NodeManager Restart

Introduction

This document gives an overview of NodeManager (NM) restart, a feature that enables the NodeManager to be restarted without losing the active containers running on the node. At a high level, the NM stores any necessary state to a local state-store as it processes container-management requests. When the NM restarts, it recovers by first loading state for various subsystems and then letting those subsystems perform recovery using the loaded state.

Enabling NM Restart

  1. To enable NM Restart functionality, set the following property in conf/yarn-site.xml to true:
    Property Value
    yarn.nodemanager.recovery.enabled true, (default value is set to false)
  2. Configure a path to the local file-system directory where the NodeManager can save its run state
    Property Description
    yarn.nodemanager.recovery.dir The local filesystem directory in which the node manager will store state when recovery is enabled.
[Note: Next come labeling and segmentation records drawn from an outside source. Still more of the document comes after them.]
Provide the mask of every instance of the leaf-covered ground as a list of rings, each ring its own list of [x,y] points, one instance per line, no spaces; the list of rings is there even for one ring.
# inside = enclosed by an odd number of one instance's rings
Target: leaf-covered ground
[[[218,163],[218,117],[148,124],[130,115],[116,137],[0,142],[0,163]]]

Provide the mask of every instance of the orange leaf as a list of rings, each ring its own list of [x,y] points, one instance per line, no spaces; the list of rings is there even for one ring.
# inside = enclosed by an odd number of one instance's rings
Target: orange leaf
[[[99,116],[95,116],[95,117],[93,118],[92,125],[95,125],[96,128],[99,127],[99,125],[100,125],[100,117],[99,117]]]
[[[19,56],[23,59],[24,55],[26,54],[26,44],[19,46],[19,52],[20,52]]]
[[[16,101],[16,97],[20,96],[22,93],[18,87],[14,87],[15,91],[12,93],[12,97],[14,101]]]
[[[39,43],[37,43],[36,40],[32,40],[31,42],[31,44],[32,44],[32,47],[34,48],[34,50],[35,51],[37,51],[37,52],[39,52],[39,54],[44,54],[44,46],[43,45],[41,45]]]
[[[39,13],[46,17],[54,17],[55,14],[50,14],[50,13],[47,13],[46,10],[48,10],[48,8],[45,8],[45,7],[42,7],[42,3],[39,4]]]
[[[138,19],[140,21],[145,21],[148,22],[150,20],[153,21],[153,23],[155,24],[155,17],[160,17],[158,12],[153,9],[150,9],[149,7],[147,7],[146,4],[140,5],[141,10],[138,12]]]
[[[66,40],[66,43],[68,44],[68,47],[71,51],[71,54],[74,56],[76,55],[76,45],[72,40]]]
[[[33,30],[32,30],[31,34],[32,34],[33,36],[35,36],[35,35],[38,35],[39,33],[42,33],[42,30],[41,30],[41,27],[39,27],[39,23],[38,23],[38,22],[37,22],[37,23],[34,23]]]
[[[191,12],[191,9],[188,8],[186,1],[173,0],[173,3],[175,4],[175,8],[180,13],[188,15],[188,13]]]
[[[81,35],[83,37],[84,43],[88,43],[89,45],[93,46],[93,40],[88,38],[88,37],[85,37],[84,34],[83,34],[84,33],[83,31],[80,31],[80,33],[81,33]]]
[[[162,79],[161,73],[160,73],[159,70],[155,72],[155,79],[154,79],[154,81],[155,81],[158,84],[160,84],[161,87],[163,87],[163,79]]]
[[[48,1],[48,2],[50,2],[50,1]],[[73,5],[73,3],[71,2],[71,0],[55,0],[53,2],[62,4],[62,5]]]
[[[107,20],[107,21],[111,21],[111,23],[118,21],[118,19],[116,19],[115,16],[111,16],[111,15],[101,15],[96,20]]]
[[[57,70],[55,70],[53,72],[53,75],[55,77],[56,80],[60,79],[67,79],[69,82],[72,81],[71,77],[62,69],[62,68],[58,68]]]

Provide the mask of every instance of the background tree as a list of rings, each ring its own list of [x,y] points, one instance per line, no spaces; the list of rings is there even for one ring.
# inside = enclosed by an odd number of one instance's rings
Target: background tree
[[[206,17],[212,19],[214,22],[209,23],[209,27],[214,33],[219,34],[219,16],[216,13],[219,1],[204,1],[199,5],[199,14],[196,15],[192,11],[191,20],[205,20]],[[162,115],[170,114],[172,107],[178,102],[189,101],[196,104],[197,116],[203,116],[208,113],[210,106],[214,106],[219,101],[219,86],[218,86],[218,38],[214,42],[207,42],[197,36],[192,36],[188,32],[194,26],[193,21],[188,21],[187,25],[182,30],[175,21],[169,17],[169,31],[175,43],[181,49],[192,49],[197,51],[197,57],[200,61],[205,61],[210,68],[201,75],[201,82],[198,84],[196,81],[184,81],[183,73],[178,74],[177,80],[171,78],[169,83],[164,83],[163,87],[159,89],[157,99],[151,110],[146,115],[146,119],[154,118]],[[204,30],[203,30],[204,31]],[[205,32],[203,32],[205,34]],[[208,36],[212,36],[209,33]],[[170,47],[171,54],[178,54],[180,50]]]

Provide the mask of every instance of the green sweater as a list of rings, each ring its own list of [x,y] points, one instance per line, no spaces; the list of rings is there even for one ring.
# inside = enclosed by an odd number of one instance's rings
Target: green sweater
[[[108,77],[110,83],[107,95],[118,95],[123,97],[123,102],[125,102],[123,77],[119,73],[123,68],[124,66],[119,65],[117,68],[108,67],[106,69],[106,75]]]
The default value is set to $hadoop.tmp.dir/yarn-nm-recovery.
  3. Configure a valid RPC address for the NodeManager
    Property Description
    yarn.nodemanager.address Ephemeral ports (port 0, which is default) cannot be used for the NodeManager's RPC server specified via yarn.nodemanager.address as it can make NM use different ports befor and after a restart. This will break any previously running clients that were communicating with the NM before restart. Explicitly setting yarn.nodemanager.address to an address with specific port number (for e.g 0.0.0.0:45454) is a precondition for enabling NM restart>>>.
  4. Auxiliary services

    NodeManager can be configured to run auxiliary services. A simple example is the ShuffleService for MapReduce. For enabling NM restart, this and any other auxiliary service also needs to be configured correctly. This includes (1) avoiding usage of ephemeral ports (e.g. mapreduce.shuffle.port) and (2) having the auxiliary-service recoverable from previous state when NodeManager restarts and reinitialized the auxiliary service.